672-A HISTÓRIA DE ROMA CONTADA POR VOVÓ BIA- 11º
11º.da série Histórias de Vovó Bia
Vovó Beatriz chegou da novena que assistia todas as noites na capela do colégio das freiras e sentou-se na sala de jantar, onde já estavam Francisco, seu irmão, a filha Maria e o neto Toninho.
Poucas palavras coravam o silêncio na sala. Podia-se ouvir os sons da conversa entre Arturzinho e o pai, Pedro, na oficina de marceneiro,no quintal.Vó Bia e Maria tricotavam. Tio Gordo (como os sobrinhos tratavam Francisco) aparentemente cochilava, mas girava sem parar uma moeda na mão direita.

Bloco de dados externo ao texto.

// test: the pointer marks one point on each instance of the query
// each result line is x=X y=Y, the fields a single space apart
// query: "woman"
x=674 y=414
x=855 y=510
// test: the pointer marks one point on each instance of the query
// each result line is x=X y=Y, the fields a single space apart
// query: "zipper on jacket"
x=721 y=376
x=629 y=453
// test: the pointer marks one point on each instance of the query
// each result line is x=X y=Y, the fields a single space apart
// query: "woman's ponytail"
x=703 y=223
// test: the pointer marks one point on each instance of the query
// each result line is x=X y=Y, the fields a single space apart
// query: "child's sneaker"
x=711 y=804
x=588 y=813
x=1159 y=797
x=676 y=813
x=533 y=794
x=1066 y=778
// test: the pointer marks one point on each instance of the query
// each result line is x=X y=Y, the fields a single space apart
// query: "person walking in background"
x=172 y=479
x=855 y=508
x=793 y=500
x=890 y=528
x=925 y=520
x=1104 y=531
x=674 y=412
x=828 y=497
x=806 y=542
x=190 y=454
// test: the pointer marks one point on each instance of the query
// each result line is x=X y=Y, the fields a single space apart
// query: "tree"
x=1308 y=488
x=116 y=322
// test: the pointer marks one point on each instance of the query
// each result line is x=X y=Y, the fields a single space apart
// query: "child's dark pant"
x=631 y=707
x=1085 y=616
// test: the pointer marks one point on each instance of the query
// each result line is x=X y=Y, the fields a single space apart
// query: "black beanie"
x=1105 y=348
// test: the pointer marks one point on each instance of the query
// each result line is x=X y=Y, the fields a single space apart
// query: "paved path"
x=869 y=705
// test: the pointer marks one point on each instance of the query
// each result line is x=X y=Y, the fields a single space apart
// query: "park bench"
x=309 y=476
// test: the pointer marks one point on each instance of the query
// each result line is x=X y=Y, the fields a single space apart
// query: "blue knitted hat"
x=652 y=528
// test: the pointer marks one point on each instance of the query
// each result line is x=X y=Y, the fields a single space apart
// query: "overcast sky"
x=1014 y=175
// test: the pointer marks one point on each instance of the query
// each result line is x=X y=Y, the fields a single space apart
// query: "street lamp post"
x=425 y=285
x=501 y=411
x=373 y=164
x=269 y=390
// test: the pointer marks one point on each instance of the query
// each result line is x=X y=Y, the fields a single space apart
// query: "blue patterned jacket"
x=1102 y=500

— Tio Gordo, que dinheiro é esse?
Era uma peça grande, de uns quatro centímetros de diâmetro, que lançava brilhos dourados, despertando a atenção de Toninho.
Francisco arregalou os olhos, aprumou-se na cadeira e disse:
— Non é dinheiro, é una moeda comemorativa.
— Me Deixa ver?
O afável tio pega a mão de Toninho e põe a moeda.

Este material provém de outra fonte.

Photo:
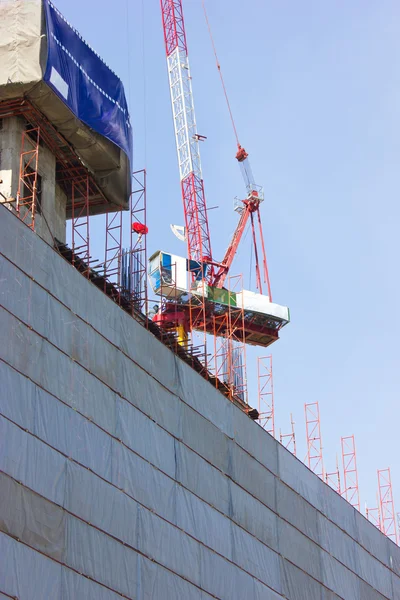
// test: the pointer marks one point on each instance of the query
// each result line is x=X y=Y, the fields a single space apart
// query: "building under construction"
x=131 y=464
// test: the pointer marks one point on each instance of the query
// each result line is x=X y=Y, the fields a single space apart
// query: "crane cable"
x=220 y=73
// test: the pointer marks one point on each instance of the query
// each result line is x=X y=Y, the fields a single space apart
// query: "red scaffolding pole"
x=374 y=516
x=314 y=441
x=350 y=473
x=138 y=242
x=113 y=251
x=386 y=505
x=289 y=439
x=266 y=408
x=27 y=194
x=333 y=478
x=229 y=360
x=80 y=220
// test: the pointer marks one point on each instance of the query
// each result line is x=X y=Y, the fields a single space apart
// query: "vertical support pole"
x=374 y=516
x=314 y=442
x=80 y=221
x=27 y=194
x=290 y=438
x=398 y=525
x=138 y=245
x=265 y=265
x=333 y=479
x=350 y=473
x=229 y=346
x=237 y=355
x=113 y=250
x=220 y=362
x=266 y=407
x=386 y=505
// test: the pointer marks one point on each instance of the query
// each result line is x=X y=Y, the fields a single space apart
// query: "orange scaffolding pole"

— Prende firme perchè é pesada.
— Pesada, sim. Se fosse dinheiro, ia ser difícil de levar no bolso. — Diz o garoto.
Tem um brilho dourado que fascina Toninho. Corre os dedos por cima da imagem em relevo em uma das faces.
— Que é isso aqui? Um cachorro com dois cachorrinhos:
Tio Gordo, de olhos fechado, não responde. É a mãe quem o faz.
— Não é cachorro, não. É uma loba que dá de mamar a dois bebezinhos.
— Hein? Loba com duas criancinhas? Que história é essa?
— É uma lenda da fundação de Roma. — Disse Maria. —Não sei direito. Sua avó aqui é quem sabe dessa história.
Todos da família recorriam à Vovó Bia, quando se tratava de contar histórias reais ou imaginárias. Ela lia muito, em italiano e em português, tinha boa memória e falava com uma cadencia agradável e voz suave.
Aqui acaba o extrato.